When they reply, I can remove the S/Waiting On label; and if they don't reply, I can follow up (after reviewing all S/Waiting On items).
The point here is to simplify communication between team mates; as well as ensure a little structure within the team's inboxes.
Associating People with Projects and Contexts
Over time, GTDInbox will learn the most relevant people associated with a project; so when you right click a project, you can browse the associated contacts, and potentially send an email to all involved. Conversely, it will also tell you the projects most associated with a person when you right click them.
Gmail Tip
Unrelated to GTDInbox, Gmail now does ‘groups' for contacts, making it easier to send an email to everyone in a group.
Customer Support & Relationships
GTDInbox is specifically designed to be contact orientated.
Gmail does this even better. It makes sharing pictures more natural by showing them within emails, it has instant messaging for more light weight communication, it effectively ignores un-trusted contacts with its spam filter, and it makes searching by contacts trivial.
That is not to say email is perfect, we are all suffering from a huge overflow in our inboxes – caused by the simplistic ‘anything goes' list view and a deluge of daily emails, which must be clunkily opened individually. Email is also a bottomless pit, making anything over a few days tricky to rediscover (I have over 6000 emails spread over 1GB accumulated over the last 3 years, and I think I'm a fairly light weight user).
Contacts – along with projects and contexts – provide an effective and meaningful way to slice through the mess to find relevant, related items when you need them.
In a nutshell, the most useful contact-related features are to see - at a glance – any historic communication with a person, and to browse any projects, people (and various other items) that they may be related to.
An Example: Customer Service for GTDInbox
To illustrate doing customer service with GTDInbox, I'm going to use a few examples of how I do customer service for GTDInbox.
Types of Communication with Customers
To give a little background, with GTDInbox user relationships fall into 4 broad categories: ideas, bugs, help requests and donations. Given GTDInbox has a personal feel to it, I like to communicate on a one-to-one level with the people who write, building up a dialogue over time. There is also a serious side, in that I need to account for donations, action bugs & feature requests, and find answers to help requests. A final subtlety is that help requests are often thinly veiled bugs/ideas, so they must be transformed as such.
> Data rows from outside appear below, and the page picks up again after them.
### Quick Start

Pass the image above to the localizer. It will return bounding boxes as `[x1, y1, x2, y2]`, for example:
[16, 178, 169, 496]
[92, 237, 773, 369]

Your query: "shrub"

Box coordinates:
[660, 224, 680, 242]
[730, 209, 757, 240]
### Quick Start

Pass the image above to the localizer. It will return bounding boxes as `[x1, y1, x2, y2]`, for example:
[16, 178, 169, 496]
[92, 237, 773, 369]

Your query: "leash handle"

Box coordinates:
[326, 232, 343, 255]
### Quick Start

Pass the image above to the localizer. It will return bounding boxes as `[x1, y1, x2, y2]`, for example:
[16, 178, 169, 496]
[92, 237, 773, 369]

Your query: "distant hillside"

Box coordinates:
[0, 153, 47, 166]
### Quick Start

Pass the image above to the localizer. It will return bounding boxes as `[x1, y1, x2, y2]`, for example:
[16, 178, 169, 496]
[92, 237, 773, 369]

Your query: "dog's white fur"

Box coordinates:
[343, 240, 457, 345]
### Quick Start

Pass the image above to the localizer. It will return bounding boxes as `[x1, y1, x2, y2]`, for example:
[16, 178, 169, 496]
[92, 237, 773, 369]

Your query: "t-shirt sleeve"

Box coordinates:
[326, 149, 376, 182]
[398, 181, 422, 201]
Categorising Incoming Requests
When an email comes in, it is categorised based on initial assumptions. While reading, I will right click the sender, and use the Contact Popup to see any previous conversations (opened in a new window, so I don't have to close the email). I'll use this history to incorporate any specific nuances that person has, such as a particular setup, a recurring problem, or perhaps an outstanding action I was supposed to do for them but slipped the net. The Contact Popup also allows me to see – at a glance – what labels they're associated with, so I can see if they offer a lot of ideas (P/GTDInbox/Ideas), suffer a lot of bugs (P/GTDInbox/Bugs) or have donated (R/Donation).
If the email is posed as a help request, but suggests a bug, I'll add my own reply to the thread (sent to me only) to clarify the bug, and label it as P/GTDInbox/Bugs and S/Action. (Similarly, if it's a feature request, it'll get an appropriate label and S/Someday.)
Reviewing Actions created by Customer Requests
Next time I come to a bug fixing session, I'll pull up all action items marked as a GTDInbox bug. Typically, I'll commit them to paper as I find that easier in the short term (GTDInbox will soon have printing capabilities, at which point that would be more useful).
For feature requests, I'll use a processing session to formulate a new road map for the next month or so.
In both cases, once the item has been dealt with, S/Action is removed and S/Finished it added.
Overall, by organising your communication by contacts and projects, GTDInbox becomes very effective at providing a backbone for CRM and customer support.